Problem/Motivation

In #3252126: Do not apply updates during cron if there are DB updates in the staging area, we introduced detection of new or changed update functions in staged modules. Currently, we just use simple hashing of the .install and .post_update.php functions to check for changes, but this can produce incorrect results if comments, whitespace, or runtime code like hook_requirements changes in those files. We figured that's good enough for MVP, but it might be nice to introduce something smarter.

We should solve this for stable in Drupal core.

Proposed resolution

Use low-level built-in PHP parsing (token_get_all()) to detect new update functions in the .install and .post_update.php files.

This will NOT detect removed or changed update functions. That's on purpose. Changed update functions are irrelevant -- updates are only ever run once, so they're not really something you ever change. And removed update functions are also not relevant to our purposes -- they are gone, so they don't affect anything. We only really need to detect new updates.

Command icon Show commands

Start within a Git clone of the project using the version control instructions.

Or, if you do not have SSH keys set up on git.drupalcode.org:

Comments

phenaproxima created an issue. See original summary.

effulgentsia’s picture

I think adding nikic/php-parser to core has other good use cases too, such as parsing annotations or PHP 8 attributes. If there isn't a core issue already for adding this library to core, let's open one.

wim leers’s picture

Priority: Normal » Major

Isn't core already depending on nikic/php-parser?
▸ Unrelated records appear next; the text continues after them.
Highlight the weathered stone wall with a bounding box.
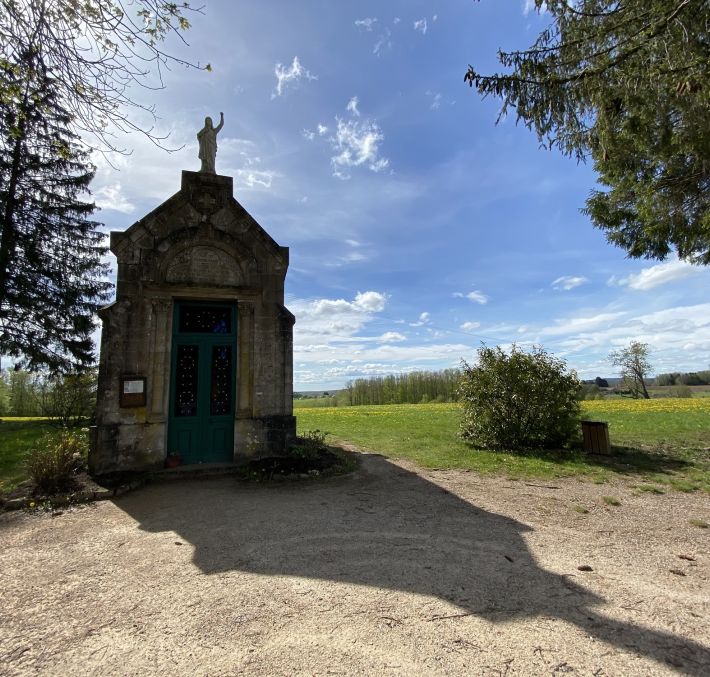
[89,172,295,474]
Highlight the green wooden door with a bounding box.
[168,301,237,465]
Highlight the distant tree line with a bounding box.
[656,369,710,386]
[0,369,96,426]
[344,369,461,406]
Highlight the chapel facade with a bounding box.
[89,171,296,475]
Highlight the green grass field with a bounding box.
[296,398,710,492]
[0,418,55,493]
[5,398,710,492]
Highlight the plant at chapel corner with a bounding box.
[459,345,580,451]
[464,0,710,265]
[27,430,88,494]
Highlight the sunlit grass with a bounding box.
[297,398,710,491]
[0,416,54,492]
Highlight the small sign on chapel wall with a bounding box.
[119,376,146,408]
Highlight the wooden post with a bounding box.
[582,421,611,455]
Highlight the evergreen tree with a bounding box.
[465,0,710,265]
[0,44,110,371]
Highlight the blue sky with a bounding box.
[93,0,710,390]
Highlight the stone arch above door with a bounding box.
[161,244,252,287]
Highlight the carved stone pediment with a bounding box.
[165,245,244,287]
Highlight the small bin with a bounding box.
[582,421,611,456]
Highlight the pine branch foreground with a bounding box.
[464,0,710,265]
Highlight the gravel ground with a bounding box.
[0,454,710,675]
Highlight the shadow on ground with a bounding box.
[117,448,710,675]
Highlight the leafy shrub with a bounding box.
[459,345,580,450]
[291,430,328,460]
[27,430,88,494]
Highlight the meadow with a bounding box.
[295,398,710,492]
[0,397,710,493]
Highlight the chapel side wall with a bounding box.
[90,261,170,474]
[235,262,296,460]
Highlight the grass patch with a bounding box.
[297,398,710,492]
[0,418,56,493]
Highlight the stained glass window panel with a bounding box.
[210,346,232,416]
[175,345,199,416]
[179,305,232,334]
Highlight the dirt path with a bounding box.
[0,448,710,675]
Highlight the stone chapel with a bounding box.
[89,118,296,475]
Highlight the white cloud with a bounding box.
[414,19,428,35]
[271,56,318,99]
[234,169,277,188]
[330,118,389,179]
[409,312,430,327]
[607,258,704,291]
[523,0,547,16]
[552,275,589,291]
[452,289,488,306]
[355,291,387,313]
[288,291,387,344]
[355,16,377,32]
[540,311,627,336]
[372,28,392,56]
[426,90,441,110]
[377,331,407,343]
[346,96,360,118]
[93,183,136,214]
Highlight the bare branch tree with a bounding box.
[609,341,651,400]
[0,0,211,152]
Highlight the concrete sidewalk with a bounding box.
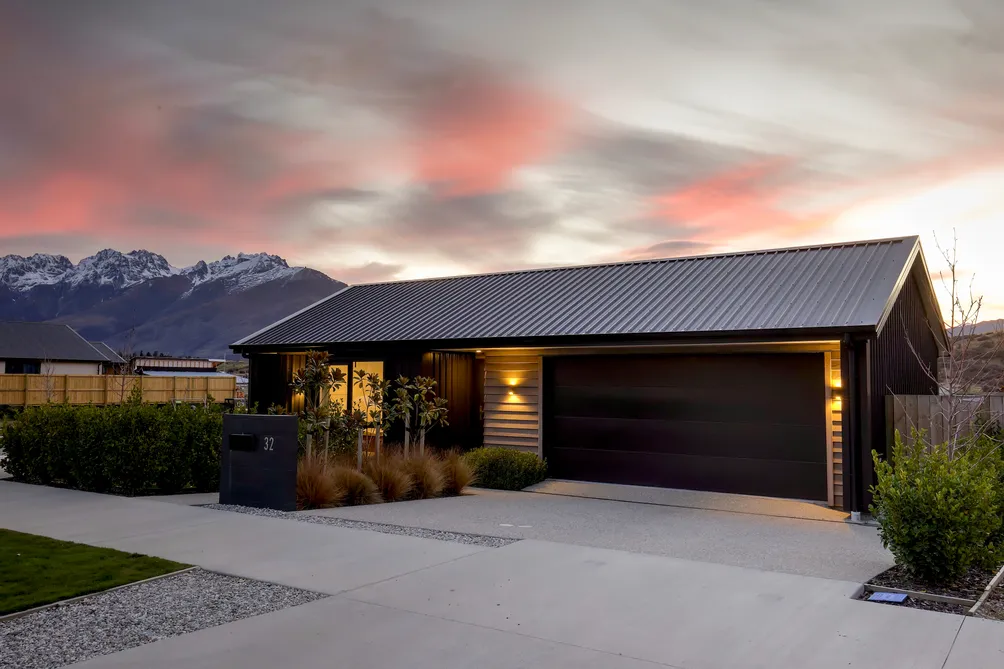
[0,483,1004,669]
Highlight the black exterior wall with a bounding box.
[871,274,941,455]
[841,264,941,511]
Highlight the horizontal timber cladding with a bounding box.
[826,349,843,508]
[484,351,540,455]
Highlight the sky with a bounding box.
[0,0,1004,317]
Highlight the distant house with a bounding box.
[132,356,223,377]
[90,342,129,374]
[0,321,124,375]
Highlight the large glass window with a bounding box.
[328,365,352,409]
[352,361,384,410]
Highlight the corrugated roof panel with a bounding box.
[0,320,108,363]
[235,237,919,347]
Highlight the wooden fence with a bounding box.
[0,374,237,407]
[886,395,1004,447]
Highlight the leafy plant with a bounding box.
[2,394,223,494]
[870,432,1004,585]
[290,351,345,455]
[331,465,382,506]
[464,446,547,490]
[440,451,475,495]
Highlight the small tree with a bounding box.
[353,370,391,458]
[386,377,415,457]
[290,351,345,455]
[907,229,1004,459]
[410,377,447,455]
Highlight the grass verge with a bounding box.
[0,529,188,616]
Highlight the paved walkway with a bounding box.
[0,483,1004,669]
[311,488,893,583]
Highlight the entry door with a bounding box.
[543,354,826,500]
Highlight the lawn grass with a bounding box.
[0,529,187,616]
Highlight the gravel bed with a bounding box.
[0,570,324,669]
[860,586,970,616]
[204,504,519,548]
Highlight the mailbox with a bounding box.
[220,414,298,511]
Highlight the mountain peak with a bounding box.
[180,253,302,292]
[70,248,173,288]
[0,248,302,293]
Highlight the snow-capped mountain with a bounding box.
[0,249,344,356]
[0,248,303,292]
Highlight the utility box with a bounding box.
[220,414,298,511]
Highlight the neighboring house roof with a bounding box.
[233,237,944,349]
[140,370,236,378]
[90,342,126,365]
[0,320,107,363]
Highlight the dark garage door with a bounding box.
[543,354,826,500]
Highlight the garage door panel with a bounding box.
[551,383,821,425]
[552,416,826,464]
[548,448,826,499]
[543,354,826,499]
This seems like it potentially is worthy to be tagged core-mvp, since it has such a big impact?

I think this is Major at minimum?

Can we convert this into a Plan and create multiple child Tasks?

tedbow’s picture

Just to be clear

Currently, we just use simple hashing of the .install and .post_update.php functions to check for changes, but this can produce incorrect results if comments, whitespace, or runtime code like hook_requirements changes in those files.

I believe all of these could only produce false positives, determining there is an update when there is not. Not false negative, determining there is not an update when there is.

I think this case is much less critical because:

  1. This means we are not going missthat a code update has a DB update and then allow it to run in cron
  2. It seems very unlikely that we would determine security update does have a DB update when it does not and therefore not run it in cron. This is because security updates don't ship with unrelated fixes so we won't get

    comments, whitespace, or runtime code like hook_requirements changes in those files.

    if there weren't functional changes in those files

So this may be a reason for this not be major. I personally don't see why this would need to be core-mvp(unless everything we would ever want the system to be is core mvp😜). It doesn't seem changing this later would cause any API changes

wim leers’s picture

Issue tags: +Security improvements

I figured it was potentially core-mvp because it has significant security implications. Not because we missed something, but because we would prevent a security update from getting installed precisely because this is overly cautious…

tedbow’s picture

Assigned: Unassigned » wim leers

Isn't core already depending on nikic/php-parser?

It seems to be in composer/Metapackage/CoreRecommended/composer.json but nowhere else core so I am not sure what this mean. If it is a direct core dependency shouldn't it be in `core/composer.json`.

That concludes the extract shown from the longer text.